MAUREEN MACDONALD: Mr. Speaker, my question through you is for the Premier.

We all know that it can be a real challenge for young families with young children to acquire affordable child care in Nova Scotia. Unaffordable child care can make life very difficult for a growing family, and the average cost of child care is high enough to consume a significant portion of many young families’ household incomes.

My question to the Premier is, would the Premier please tell us what is the cost for a child care space in the Province of Nova Scotia for an infant – an unsubsidized child care space?

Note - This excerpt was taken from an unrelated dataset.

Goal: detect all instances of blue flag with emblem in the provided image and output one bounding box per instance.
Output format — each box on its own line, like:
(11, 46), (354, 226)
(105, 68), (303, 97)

STEPHEN MCNEIL: Mr. Speaker, I’ll ask the Minister of Education and Early Childhood Development to respond.

KAREN CASEY: Mr. Speaker, as the minister responsible now for early learning and early childhood, I think it’s important to note that when the department was transferred from Community Services to the Department of Education and Early Childhood Development, we recognized that there were certainly some areas within the child care sector that needed to be addressed. One of those, as the member would know, has to do with the wages we pay to our early childhood educators, as well as the spaces that we have available, the subsidized spaces.

There has not been a review of what we have, how we are delivering, where are the efficiencies, where can we better deliver – so that review is certainly what we need to do before we continue down a path that may be the wrong one.

MAUREEN MACDONALD: Mr. Speaker, the cost of a monthly child care space for an infant in the Province of Nova Scotia on average is $825 a month, and for a toddler it’s about $700 a month. I will table a chart that shows these costs in comparison to other provinces in Canada that comes from a national organization called Rethink Child Care.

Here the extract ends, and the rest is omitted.